We can’t pretend that the capitalist power structure will protect us from fascist violence. The police in America have historically aligned with white supremacists, and this tendency has continued in recent years as police have refused to intervene during moments like the outbreak of Nazi violence in Charlottesville. White supremacists have been successfully working to infiltrate police departments for many years, with the recent revelations of racist and violent social media posts from Philadelphia police officers providing insight into the intentions of these ideologically driven law enforcement operatives.
Law enforcement is complicit in the rise of the fascist paramilitaries because in a capitalist society, law enforcement is the instrument behind the violence that the state uses to oppress marginalized groups. During a shift into fascism, the police naturally become part of the paramilitary presence, just as capitalism as a whole naturally transitions into fascism. The police departments, the private mercenary companies, the military, and of course the immigration police all basically share the political agenda of the right-wing militias.
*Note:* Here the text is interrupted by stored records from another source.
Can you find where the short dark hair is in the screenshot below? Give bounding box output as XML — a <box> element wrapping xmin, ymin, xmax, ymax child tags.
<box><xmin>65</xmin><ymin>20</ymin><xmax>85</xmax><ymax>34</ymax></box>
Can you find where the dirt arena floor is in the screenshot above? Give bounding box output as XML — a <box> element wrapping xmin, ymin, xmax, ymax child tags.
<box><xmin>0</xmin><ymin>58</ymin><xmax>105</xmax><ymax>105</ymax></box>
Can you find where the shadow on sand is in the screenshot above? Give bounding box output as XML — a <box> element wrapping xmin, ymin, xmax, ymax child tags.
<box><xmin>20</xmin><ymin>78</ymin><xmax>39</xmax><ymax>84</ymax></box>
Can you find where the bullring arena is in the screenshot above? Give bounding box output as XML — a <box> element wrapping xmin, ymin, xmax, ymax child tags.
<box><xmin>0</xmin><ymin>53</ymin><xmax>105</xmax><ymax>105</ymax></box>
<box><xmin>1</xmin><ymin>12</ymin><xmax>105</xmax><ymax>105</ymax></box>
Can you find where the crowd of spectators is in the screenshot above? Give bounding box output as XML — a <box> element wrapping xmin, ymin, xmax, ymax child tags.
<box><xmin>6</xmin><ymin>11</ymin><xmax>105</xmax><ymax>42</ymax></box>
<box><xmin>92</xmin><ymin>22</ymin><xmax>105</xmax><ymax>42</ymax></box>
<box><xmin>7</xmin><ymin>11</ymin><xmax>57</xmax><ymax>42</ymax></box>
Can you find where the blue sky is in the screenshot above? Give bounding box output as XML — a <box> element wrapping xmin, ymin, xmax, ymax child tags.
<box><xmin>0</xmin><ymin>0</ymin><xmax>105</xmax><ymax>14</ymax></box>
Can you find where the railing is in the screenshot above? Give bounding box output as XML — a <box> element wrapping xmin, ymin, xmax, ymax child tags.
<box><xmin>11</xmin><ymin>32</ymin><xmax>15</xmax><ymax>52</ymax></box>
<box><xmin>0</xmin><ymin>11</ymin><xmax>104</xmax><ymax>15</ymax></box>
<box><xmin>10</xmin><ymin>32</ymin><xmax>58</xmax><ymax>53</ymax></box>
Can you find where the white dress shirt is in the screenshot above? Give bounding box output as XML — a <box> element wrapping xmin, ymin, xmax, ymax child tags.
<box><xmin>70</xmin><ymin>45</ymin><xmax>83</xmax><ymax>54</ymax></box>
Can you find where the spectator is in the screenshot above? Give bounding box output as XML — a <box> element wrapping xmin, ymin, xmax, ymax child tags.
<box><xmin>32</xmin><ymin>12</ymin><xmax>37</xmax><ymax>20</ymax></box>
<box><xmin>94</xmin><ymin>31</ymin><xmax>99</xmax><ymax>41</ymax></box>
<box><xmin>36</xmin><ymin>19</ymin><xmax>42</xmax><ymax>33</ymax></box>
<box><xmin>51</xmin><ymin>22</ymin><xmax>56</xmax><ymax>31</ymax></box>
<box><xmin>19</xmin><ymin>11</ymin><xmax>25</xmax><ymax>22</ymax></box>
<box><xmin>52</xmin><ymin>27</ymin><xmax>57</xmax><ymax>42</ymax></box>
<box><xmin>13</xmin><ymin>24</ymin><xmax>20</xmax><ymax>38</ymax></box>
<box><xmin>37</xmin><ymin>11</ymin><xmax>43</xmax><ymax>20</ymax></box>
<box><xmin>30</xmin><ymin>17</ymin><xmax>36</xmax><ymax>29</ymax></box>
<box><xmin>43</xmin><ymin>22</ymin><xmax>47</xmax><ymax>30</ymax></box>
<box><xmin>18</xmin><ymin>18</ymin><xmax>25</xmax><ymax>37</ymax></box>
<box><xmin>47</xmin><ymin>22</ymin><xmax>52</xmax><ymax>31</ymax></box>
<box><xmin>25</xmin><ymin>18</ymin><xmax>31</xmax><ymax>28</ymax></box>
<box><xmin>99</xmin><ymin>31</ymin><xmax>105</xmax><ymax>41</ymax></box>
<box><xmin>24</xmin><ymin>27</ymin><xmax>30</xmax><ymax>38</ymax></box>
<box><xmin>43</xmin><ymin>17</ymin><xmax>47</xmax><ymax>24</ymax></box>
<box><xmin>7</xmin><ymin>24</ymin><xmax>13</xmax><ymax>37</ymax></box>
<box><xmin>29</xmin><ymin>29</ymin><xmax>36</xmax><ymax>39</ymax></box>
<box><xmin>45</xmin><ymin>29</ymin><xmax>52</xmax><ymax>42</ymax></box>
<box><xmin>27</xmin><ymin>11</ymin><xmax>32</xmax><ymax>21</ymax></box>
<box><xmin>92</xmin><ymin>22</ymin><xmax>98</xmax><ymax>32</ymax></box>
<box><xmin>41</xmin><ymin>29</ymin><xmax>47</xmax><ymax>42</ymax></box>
This is why we must reject liberal dogma that treats the police as allies, and accept the fact that we’re on our own when it comes to defending ourselves from the threat that the fascist paramilitaries pose. This entails getting involved in groups like the Socialist Rifle Association and the Liberal Gun Club, which are non-militia organizations that seek to educate nonwhites, women, LGBT people, and other threatened groups about how to prepare themselves for when the bigots become violent. The cops aren’t who will keep us safe. As one clip from the SRA says: “We keep us safe.”